Priscila encontrou outras enzimas como
lipase, celulase e pectinase, estudando especificamente a lipase no extrato
bruto da polpa, por conta da maior atividade e de perspectiva para aplicação
tecnológica. “Fiz a caracterização bioquímica desta enzima para conhecer
propriedades como temperatura ótima de atividade e estabilidade, pH ótimo e de
estabilidade, o efeito de íons e de alguns ativadores e inibidores de atividade
enzimática, e sua estabilidade em solventes orgânicos. Também descrevo a
possibilidade de aplicação desta lipase em reações de hidrólise e síntese de
ésteres.” A outra vertente da tese de doutorado foi investigar a presença de
compostos bioativos no fruto de macaúba, visto que outras pesquisas apontaram
quantidades importantes de tocoferóis (vitamina E) e de beta-caroteno. “Como
essas pesquisas ficaram nisso, pensamos em procurar propriedades antioxidantes
e talvez antimicrobianas. E encontramos atividades antioxidantes devido à
presença de compostos fenólicos e flavonoides, que somados aos tocoferóis e
betacaroteno fazem com que o fruto tenha interessantes características
nutricionais.”
EXTRATIVISMO
O primeiro problema a ser vencido para
disseminar o consumo do fruto da macaúba, na opinião de Priscila Siqueira, é
que sua exploração ainda se dá de forma extrativista. “O coco é duro e a polpa,
muito aderida ao endocarpo da amêndoa, precisa ser retirada a faca pelas
comunidades locais, num processo demorado.

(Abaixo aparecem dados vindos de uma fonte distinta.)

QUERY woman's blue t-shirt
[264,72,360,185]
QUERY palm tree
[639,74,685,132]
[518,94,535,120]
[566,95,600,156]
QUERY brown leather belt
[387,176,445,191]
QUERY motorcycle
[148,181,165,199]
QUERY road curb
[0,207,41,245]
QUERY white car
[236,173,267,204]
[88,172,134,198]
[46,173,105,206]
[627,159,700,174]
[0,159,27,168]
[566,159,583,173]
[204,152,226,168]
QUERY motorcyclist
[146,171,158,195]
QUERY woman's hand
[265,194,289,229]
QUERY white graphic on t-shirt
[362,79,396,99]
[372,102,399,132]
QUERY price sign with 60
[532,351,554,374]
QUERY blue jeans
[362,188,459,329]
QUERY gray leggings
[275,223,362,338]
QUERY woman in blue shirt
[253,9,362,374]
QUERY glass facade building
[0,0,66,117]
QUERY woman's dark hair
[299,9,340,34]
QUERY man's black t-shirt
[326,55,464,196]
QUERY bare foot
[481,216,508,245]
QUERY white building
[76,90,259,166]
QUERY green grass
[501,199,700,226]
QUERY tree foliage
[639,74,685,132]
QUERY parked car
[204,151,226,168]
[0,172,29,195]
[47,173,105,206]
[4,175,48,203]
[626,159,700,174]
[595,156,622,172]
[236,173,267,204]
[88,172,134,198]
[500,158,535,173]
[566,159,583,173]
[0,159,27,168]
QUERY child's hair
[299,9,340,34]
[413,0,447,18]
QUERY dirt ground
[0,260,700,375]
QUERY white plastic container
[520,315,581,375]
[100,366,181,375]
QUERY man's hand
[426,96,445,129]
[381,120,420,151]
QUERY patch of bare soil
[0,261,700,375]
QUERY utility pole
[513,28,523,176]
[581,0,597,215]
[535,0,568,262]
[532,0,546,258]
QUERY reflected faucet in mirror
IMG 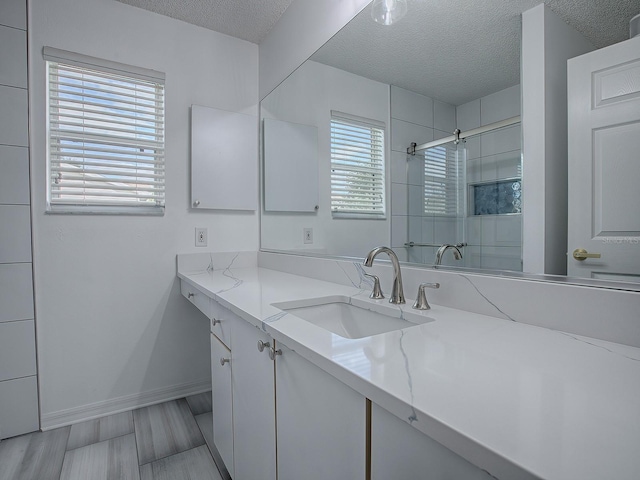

Antes de tudo, seria necessário
viabilizar equipamentos para a extração. A Associação de Pescadores Artesanais
de Iscas de Miranda, no Pantanal, que recebeu uma despolpadeira desenvolvida na
Universidade Federal de Viçosa, extrai a polpa e a fornece para uma franquia de
sorvetes de sabores exóticos.”
Quanto ao sabor da fruta in natura, a
pesquisadora afirma que agrada bastante às pessoas que já cresceram em contato
com a macaúba. “Quem a experimenta pela primeira vez pode estranhar o sabor
marcante e aromático da polpa. Já a castanha, redonda e parecida com a noz
pecã, é saborosíssima, uma unanimidade. Acho que a importância do meu estudo
está em mostrar que este fruto pode oferecer retorno econômico para a indústria
e gerar renda principalmente para as comunidades mais carentes. Há fazendeiros
que querem eliminar a macaúba de suas propriedades por considerá-la quase uma
praga que não traz qualquer benefício para eles.”